Mieux, « les consultations foraines avec des équipes mobiles étant organisé avec les chefs villages et leader d’opinion pour le dépistage intégré des MTN et des autres maladies de la peau au plus près des patients, on observe une forte adhésion populaire. Mieux, les crieurs publics sont aussi associés dans la sensibilisation populaire afin de réduire la stigmatisation des personnes infectées. Il n’est pas à occulter que sous l’autorisation des élus locaux, des espaces publics sont dédiés au dépistage et aux différentes activités y afférentes », explique Christian Mitokpè qui appelle à la pérennisation de ces mesures, voire leur amélioration afin d’éliminer définitivement les MTN au Bénin.

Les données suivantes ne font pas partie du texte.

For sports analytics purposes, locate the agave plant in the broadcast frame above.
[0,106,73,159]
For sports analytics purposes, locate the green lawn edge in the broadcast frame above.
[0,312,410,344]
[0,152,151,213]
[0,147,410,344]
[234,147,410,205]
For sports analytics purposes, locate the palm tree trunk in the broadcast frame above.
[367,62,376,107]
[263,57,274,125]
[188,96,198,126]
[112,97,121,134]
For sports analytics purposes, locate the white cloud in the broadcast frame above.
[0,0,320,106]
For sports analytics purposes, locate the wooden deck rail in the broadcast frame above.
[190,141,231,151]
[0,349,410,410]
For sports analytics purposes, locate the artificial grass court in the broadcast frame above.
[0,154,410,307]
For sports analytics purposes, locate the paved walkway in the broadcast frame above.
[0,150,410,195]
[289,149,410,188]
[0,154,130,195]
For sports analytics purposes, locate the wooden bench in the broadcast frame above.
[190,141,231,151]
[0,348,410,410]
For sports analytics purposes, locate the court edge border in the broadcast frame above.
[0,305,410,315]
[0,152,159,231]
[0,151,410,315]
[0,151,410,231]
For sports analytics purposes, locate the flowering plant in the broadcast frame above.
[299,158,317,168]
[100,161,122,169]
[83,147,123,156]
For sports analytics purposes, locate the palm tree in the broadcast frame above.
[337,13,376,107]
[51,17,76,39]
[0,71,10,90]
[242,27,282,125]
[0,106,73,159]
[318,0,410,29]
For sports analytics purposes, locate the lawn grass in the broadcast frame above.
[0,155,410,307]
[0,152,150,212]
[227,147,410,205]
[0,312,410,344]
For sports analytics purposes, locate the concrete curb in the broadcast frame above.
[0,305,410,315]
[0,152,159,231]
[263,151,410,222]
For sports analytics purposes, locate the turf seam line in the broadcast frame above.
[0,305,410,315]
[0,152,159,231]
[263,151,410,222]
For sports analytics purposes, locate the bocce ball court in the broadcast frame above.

Les décideurs politiques à l’avant-garde d’une lutte efficace

Allant dans le même sens d’idée que Christian Mitokpe, Christian Johnson, directeur médical de la Fondation Raoul Follereau affirme que sans les décisions politiques, aucune lutte efficace ne peut se mener aussi bien de façon intensive que sur la durée. Interrogé sur le même sujet Franz Okey, Coordonnateur de l’Ong Speak Up Africa affirme : « le travail avec les élus locaux est important. Le travail avec les parlementaires est important. Le travail avec les médias est important. Le travail avec les organisations de la société civile est très important également. »

Les élus locaux et communaux sont donc au cœur des stratégies de lutte contre les MTN, notamment à travers la sensibilisation communautaire avec l’organisation des campagnes de sensibilisation et de prévention adaptées aux réalités locales, le renforcement des infrastructures sanitaires locales et la collaboration avec les organisations de la société civile. Ce, grâce à un travail conjoint avec les ONG et les associations permettant de mieux coordonner les efforts et d’optimiser l’impact des interventions.

Les parlementaires de leur côté, peuvent aider grâce à l’adoption de lois facilitant l’accès aux traitements et aux infrastructures sanitaires, l’augmentation des budgets dédiés à la lutte contre les MTN, garantissant une meilleure prise en charge des patients, le contrôle et le suivi des engagements gouvernementaux en matière de lutte contre ces maladies. Par ailleurs, à travers les groupes parlementaires dédiés à la santé, ils peuvent exercer une pression sur l’exécutif pour assurer une mobilisation effective des ressources.

L’implication des décideurs politiques dans la lutte contre les MTN, vue sous ces aspects, nécessite une action concertée et soutenue pour espérer un avenir où ces maladies ne seront plus une menace pour les populations les plus vulnérables.